****"Devastating in its use of cold logic," (The Independent), the
classic essay collection that expresses the freethinker's views to
religion and challenges set notions in today's society from one of the
most influential intellectual figures of the twentieth century.
Dedicated as few men have been to the life of reason, Bertrand Russell
has always been concerned with the basic questions to which religion
also addresses itself--questions about man's place in the universe and
the nature of the good life, questions that involve life after death,
morality, freedom, education, and sexual ethics. He brings to his
treatment of these questions the same courage, scrupulous logic, and
lofty wisdom for which his other work as philosopher, writer, and
teacher has been famous. These qualities make the essays included in
this book perhaps the most graceful and moving presentation of the
freethinker's position since the days of Hume and Voltaire.

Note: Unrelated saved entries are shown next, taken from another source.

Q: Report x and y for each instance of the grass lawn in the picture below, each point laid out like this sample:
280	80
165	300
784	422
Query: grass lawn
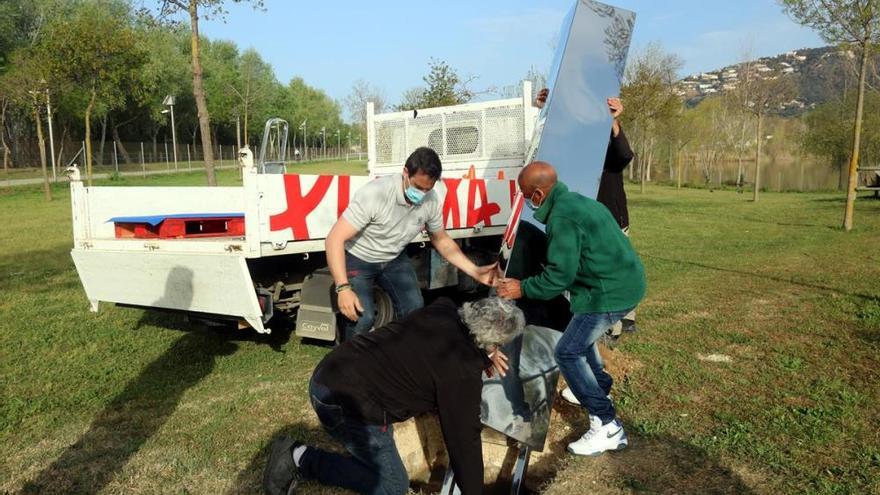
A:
125	401
351	167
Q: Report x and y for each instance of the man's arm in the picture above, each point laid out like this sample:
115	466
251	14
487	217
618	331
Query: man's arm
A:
563	258
450	250
347	300
619	153
458	405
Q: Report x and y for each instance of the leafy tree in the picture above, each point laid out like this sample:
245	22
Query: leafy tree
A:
828	130
444	88
219	61
852	23
166	72
96	50
363	92
301	102
253	87
26	85
209	8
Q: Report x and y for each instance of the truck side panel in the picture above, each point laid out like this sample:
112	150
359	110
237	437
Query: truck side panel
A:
204	283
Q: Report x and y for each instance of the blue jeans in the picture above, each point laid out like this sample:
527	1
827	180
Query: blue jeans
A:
374	467
581	364
397	277
512	383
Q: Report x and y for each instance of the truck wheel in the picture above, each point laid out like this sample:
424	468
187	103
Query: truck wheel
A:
383	316
384	308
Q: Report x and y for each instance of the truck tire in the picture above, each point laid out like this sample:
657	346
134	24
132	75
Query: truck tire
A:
384	313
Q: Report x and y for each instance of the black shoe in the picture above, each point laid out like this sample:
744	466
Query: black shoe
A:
281	475
610	341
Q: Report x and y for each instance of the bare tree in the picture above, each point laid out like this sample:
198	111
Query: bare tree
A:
847	22
767	96
213	8
363	92
649	92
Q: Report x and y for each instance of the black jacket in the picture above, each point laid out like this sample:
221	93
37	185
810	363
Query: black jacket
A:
426	362
611	193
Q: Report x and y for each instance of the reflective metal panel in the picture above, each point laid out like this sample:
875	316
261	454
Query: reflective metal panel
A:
572	134
574	126
518	405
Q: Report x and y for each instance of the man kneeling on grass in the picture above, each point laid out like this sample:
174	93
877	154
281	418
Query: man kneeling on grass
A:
431	360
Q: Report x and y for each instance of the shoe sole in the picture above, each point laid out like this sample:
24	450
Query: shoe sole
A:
619	447
279	448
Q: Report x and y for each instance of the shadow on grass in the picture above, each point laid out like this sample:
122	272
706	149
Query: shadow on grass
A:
866	297
131	418
650	464
139	410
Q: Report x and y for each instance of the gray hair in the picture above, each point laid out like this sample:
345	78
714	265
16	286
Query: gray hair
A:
493	321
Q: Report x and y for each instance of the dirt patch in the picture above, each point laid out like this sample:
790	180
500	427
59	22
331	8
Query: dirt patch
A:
665	466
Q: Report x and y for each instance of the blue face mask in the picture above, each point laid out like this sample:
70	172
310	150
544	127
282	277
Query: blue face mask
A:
414	195
530	203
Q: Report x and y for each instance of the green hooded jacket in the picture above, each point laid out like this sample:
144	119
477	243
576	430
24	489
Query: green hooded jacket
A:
587	255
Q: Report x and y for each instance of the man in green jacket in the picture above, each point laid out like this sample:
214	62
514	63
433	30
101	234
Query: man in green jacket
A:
593	263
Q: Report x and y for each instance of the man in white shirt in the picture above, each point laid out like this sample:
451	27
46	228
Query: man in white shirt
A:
366	245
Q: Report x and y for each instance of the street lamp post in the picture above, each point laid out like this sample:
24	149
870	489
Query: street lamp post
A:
305	143
169	102
51	137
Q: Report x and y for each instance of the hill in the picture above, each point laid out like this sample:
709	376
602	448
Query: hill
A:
820	75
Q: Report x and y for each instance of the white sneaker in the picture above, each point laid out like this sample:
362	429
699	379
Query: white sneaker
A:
519	428
568	395
600	438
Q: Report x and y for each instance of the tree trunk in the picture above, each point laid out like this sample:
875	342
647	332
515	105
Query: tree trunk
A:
64	132
3	108
41	140
643	173
800	160
103	139
199	94
119	146
88	122
679	165
155	137
246	138
758	157
857	139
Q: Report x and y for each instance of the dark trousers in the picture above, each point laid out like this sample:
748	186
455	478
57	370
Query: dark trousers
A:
374	466
396	277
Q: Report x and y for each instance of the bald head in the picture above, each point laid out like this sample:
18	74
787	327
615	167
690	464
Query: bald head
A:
537	176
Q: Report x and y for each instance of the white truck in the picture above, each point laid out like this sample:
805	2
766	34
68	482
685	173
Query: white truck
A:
244	253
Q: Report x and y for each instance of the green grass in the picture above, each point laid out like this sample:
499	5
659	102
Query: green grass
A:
130	402
350	167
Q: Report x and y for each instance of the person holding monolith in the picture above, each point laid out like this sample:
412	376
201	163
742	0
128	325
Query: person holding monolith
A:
593	262
430	361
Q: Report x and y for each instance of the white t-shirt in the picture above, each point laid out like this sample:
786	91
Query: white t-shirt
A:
386	222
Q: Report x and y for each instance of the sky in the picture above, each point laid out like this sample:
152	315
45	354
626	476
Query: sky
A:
389	43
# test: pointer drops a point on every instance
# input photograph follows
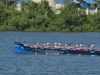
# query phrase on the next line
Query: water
(35, 64)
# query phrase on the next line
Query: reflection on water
(34, 64)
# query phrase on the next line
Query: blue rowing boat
(20, 48)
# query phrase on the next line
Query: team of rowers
(59, 46)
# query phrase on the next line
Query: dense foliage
(41, 17)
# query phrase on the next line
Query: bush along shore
(41, 17)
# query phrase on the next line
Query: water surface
(35, 64)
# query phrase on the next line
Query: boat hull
(18, 48)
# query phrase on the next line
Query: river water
(41, 64)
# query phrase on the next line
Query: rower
(55, 46)
(93, 48)
(48, 46)
(76, 47)
(81, 47)
(89, 47)
(59, 46)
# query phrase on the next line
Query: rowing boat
(20, 48)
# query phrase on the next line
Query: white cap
(92, 45)
(81, 45)
(55, 43)
(48, 43)
(37, 42)
(65, 44)
(59, 43)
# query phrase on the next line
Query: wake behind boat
(56, 49)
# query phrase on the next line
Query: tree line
(41, 17)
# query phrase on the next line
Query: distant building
(56, 4)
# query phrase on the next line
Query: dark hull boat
(19, 48)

"I am as firmly convinced that religions do harm as I am that they are
untrue," Russell declares in his Preface, and his reasoned opposition to
any system or dogma which he feels may shackle man's mind runs through
all the essays in this book, whether they were written as early as 1899
or as late as 1954.
The book has been edited, with Lord Russell's full approval and
cooperation, by Professor Paul Edwards of the Philosophy Department of
New York University. In an Appendix, Professor Edwards contributes a
full account of the highly controversial "Bertrand Russell Case" of
1940, in which Russell was judicially declared "unfit" to teach
philosophy at the College of the City of New York.
Whether the reader shares or rejects Bertrand Russell's views, he will
find this book an invigorating challenge to set notions, a masterly
statement of a philosophical position, and a pure joy to read.